Make a Difference


In this blog I hope to be able to provide the latest County news and happenings.
Along the right hand side of the blog are links to My Views on specific county issues.
Also included are links to my email, other county, state and federal representatives, and some interesting pictures and postcards from the past.

We need to hold all of our County representatives accountable in these difficult economic times.
Please support and comment on this blog and together we can make Cortland County a better place to live.
COMMUNICATION IS KEY!

Monday, April 28, 2008

Gasoline Tax

I am pleased to announce that I have asked the Budget and Finance Committee to place the topic of the County Gasoline Sales Tax on the May meeting agenda.

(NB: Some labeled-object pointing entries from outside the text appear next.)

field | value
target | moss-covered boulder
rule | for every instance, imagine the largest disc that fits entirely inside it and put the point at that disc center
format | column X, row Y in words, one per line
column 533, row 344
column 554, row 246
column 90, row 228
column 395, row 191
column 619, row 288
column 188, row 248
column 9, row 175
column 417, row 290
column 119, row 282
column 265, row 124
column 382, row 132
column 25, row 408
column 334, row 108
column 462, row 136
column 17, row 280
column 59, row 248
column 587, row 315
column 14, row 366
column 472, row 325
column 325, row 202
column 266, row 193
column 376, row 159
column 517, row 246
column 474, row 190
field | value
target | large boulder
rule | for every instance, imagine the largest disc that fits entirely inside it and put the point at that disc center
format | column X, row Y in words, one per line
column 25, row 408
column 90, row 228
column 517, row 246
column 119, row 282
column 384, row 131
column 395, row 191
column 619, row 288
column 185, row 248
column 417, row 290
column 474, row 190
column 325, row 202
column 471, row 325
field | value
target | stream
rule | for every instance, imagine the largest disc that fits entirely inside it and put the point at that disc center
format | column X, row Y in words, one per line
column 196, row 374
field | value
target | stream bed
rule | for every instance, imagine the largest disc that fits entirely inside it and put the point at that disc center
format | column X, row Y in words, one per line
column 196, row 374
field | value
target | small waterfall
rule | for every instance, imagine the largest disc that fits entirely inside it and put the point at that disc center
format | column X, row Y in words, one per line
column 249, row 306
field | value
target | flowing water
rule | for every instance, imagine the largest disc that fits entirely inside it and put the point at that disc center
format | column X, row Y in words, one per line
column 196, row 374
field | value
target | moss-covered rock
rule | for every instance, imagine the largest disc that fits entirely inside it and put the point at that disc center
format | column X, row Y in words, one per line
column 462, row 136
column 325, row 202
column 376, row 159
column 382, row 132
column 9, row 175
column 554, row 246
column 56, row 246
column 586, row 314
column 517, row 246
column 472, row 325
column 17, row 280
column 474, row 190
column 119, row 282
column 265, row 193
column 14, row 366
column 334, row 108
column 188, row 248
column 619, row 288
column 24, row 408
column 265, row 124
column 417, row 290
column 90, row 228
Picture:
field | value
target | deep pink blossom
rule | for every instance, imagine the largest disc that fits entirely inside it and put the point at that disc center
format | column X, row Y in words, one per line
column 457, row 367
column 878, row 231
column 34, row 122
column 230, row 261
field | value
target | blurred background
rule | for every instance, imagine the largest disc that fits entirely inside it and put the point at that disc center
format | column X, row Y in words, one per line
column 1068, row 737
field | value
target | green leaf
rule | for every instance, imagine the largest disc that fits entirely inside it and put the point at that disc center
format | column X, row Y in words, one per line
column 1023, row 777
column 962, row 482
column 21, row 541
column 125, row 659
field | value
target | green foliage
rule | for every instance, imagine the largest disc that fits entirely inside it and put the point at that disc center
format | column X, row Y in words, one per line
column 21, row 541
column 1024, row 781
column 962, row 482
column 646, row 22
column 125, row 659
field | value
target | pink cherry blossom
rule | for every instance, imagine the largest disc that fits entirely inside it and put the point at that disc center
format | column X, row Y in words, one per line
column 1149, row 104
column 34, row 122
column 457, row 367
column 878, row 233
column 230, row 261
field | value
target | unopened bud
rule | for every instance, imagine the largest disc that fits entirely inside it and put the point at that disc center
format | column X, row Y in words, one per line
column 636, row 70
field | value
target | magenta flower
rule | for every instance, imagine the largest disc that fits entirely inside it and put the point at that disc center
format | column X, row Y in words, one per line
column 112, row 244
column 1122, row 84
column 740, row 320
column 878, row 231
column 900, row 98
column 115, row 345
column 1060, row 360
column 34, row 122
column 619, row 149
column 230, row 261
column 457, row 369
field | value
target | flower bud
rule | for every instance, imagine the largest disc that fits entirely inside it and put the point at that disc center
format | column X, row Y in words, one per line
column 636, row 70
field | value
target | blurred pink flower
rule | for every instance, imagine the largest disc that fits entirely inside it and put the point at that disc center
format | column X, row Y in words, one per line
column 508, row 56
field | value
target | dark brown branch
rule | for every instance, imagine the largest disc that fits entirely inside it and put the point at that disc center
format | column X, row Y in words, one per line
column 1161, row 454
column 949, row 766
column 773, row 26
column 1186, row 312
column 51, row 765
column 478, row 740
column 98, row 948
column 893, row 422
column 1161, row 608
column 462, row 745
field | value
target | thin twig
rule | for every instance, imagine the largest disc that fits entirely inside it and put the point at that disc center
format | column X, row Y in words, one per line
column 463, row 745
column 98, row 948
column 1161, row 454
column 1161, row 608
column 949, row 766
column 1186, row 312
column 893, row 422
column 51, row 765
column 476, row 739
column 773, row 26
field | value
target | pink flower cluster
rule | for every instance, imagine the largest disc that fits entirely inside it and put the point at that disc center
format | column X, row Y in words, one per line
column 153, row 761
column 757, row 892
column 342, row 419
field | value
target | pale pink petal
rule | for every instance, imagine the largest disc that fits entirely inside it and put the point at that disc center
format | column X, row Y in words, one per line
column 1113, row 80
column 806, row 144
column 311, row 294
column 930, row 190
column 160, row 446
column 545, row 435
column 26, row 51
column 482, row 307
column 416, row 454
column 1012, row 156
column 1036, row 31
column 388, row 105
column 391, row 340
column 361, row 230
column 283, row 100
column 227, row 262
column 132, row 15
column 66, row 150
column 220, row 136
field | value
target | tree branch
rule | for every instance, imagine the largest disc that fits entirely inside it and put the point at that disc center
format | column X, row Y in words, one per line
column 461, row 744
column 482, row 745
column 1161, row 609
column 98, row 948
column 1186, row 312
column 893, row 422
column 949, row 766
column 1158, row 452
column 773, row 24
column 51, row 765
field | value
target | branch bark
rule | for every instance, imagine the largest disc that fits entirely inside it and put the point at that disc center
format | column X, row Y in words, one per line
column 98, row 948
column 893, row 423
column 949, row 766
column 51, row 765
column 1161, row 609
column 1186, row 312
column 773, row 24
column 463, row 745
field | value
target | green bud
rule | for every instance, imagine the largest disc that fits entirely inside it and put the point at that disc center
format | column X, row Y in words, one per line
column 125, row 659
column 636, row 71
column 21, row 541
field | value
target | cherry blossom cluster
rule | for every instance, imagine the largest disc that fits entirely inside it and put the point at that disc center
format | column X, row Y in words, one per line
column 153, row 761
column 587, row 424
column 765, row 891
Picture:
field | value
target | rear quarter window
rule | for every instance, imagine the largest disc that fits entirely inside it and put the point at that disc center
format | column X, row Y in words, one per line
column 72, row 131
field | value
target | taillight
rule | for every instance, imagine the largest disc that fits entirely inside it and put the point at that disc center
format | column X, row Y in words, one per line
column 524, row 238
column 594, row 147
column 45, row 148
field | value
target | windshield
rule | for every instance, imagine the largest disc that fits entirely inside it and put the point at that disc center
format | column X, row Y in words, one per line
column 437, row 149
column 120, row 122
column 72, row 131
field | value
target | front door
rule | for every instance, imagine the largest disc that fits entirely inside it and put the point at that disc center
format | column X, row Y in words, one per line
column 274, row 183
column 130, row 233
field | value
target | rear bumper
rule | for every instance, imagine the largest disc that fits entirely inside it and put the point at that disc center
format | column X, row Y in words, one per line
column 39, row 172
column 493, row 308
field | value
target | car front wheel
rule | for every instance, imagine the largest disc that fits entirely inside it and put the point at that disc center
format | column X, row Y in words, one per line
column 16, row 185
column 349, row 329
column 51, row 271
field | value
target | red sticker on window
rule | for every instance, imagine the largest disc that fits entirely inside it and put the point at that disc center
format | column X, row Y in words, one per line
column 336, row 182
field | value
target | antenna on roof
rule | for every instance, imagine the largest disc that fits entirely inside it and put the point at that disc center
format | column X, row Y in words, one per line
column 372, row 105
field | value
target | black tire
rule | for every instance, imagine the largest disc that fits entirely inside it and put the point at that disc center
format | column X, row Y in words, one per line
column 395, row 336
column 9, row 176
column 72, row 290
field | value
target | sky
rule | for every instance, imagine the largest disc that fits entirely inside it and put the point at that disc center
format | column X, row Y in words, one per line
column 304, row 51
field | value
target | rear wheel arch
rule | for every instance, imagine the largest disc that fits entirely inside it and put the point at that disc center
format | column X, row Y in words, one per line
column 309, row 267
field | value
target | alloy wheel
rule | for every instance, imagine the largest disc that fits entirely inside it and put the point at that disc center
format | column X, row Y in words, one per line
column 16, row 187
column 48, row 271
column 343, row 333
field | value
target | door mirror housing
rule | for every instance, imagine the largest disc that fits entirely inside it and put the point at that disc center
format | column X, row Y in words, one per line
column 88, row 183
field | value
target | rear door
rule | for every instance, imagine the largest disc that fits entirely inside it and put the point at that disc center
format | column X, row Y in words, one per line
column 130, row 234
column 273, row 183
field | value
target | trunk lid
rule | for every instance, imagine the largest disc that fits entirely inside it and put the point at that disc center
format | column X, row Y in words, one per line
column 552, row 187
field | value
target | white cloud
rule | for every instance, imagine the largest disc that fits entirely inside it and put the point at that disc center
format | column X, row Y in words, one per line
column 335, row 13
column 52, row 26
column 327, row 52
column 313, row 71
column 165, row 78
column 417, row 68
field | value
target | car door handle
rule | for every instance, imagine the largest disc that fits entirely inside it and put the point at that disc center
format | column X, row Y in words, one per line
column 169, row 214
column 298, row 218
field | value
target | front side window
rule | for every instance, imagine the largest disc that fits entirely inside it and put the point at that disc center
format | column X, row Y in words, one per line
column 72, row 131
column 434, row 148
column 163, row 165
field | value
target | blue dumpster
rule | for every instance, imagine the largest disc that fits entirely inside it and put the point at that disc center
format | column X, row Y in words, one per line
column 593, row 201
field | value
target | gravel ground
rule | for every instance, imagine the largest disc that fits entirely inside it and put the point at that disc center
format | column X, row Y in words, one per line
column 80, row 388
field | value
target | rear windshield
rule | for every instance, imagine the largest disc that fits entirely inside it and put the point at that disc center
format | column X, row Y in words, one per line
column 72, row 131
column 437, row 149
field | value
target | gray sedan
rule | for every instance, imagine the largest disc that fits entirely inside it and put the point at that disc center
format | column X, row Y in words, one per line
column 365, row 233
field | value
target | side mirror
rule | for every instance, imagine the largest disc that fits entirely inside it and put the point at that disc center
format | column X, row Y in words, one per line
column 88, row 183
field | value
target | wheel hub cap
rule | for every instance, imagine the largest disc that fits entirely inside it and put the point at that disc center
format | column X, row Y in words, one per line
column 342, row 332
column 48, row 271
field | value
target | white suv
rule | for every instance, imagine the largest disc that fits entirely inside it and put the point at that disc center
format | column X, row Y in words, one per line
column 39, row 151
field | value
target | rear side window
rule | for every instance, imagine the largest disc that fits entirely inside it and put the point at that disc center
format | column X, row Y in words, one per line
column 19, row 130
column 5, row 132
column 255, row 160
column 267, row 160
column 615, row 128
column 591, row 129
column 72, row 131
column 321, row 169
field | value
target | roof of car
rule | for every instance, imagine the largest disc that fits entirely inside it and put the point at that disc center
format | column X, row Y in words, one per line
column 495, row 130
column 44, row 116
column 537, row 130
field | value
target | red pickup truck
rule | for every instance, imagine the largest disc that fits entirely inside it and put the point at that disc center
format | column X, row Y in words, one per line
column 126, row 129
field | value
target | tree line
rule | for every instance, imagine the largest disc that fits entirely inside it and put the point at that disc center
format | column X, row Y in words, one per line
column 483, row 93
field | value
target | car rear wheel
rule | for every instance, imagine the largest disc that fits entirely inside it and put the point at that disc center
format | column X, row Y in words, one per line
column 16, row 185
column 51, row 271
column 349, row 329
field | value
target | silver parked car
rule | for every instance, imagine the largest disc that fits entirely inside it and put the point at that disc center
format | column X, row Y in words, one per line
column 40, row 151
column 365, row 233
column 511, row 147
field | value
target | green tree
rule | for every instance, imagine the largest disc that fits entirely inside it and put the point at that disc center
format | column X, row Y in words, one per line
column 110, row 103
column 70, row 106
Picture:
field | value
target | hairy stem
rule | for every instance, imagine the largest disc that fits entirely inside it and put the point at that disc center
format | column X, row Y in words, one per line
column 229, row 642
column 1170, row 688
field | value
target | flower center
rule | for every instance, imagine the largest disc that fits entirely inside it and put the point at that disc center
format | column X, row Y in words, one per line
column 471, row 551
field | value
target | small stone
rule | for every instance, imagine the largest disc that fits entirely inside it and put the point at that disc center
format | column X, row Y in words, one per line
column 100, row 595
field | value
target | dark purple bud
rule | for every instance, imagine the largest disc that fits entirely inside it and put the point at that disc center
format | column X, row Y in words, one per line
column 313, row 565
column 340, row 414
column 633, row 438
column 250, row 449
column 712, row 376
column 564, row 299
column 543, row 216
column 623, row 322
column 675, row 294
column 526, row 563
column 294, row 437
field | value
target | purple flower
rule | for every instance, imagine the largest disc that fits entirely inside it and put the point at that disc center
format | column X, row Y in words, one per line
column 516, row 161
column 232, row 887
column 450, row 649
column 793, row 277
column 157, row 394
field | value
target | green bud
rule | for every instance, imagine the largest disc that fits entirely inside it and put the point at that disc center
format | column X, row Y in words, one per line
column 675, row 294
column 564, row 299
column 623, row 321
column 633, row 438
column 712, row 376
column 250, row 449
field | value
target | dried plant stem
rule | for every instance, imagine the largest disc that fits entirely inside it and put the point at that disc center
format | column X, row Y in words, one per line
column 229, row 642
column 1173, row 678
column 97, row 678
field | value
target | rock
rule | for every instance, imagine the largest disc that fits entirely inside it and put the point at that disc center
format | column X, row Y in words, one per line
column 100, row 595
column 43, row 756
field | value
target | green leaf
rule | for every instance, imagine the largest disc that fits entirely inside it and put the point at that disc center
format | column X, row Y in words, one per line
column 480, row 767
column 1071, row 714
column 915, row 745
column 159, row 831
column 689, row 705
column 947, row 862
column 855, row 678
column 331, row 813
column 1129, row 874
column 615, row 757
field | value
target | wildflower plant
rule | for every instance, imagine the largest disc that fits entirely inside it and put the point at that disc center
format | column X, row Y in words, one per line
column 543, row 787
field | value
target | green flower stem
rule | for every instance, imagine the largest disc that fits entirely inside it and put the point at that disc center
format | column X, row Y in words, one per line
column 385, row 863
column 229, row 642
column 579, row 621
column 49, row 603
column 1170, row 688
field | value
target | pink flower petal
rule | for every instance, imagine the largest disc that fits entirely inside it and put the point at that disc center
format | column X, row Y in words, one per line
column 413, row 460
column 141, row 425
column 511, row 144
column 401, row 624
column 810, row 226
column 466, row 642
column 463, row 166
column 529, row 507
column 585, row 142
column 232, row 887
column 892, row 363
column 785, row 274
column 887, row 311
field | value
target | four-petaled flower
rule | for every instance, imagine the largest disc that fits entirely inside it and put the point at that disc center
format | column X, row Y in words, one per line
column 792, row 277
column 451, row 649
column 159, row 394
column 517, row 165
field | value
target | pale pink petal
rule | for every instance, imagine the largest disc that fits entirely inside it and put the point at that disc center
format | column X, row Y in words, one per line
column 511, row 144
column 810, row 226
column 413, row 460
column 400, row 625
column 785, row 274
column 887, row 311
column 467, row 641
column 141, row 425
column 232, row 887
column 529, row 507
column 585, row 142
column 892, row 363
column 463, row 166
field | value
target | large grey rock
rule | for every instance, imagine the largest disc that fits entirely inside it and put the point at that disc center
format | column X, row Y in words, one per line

I am hopeful that the County will consider a temporary freeze or cap on the sales tax placed on gasoline and diesel fuel in Cortland County. I support this measure as a means of relieving the burden on Cortland County residents.

I also believe that this cap will help stimulate local economy as visitors who travel through or to Cortland to fill up will also take time to shop for goods and services in the County.

I am requesting that the previous year and projected sales tax figures for County gas revenue be provided to Legislators for review. I am hopeful that the temporary cap can be put in place from Memorial Day through Labor Day.

I encourage your thoughts on this issue.

South Main Street Properties

The Planning Department will be providing the B&G Committee with site and aerial plans of the two properties being secured by the County on South Main Street. We hope to review these plans with JCM Associates, who is performing a feasibility study for the County on the Area Agency on Aging.

The study will take a close look at the needs of the department, and program for an updated or newer facility and how it might look if located at the South Main Street site.

Based on this study and the County needs assessment plan at the Cortland County Office Building, it will be determined which direction the County proceeds overall.

DMV Building

I am pleased to announce that I am exploring grant opportunities for the new DMV building, which is in the schematic design phase. I hope to be able to secure funding for photovoltaic (PV) energy that will be incorporated into the design of the building.

NYSERDA (New York State Energy Research and Development Authority) sponsors an incentive program which will assist our County to promote and utilize alternative energy.

In addition, I will be working with the design team, JCM Associates and Barton & Loguidice to use innovative technologies in the building, such as low-flow sinks and toilet fixtures, daylighting and energy efficient mechanical equipment.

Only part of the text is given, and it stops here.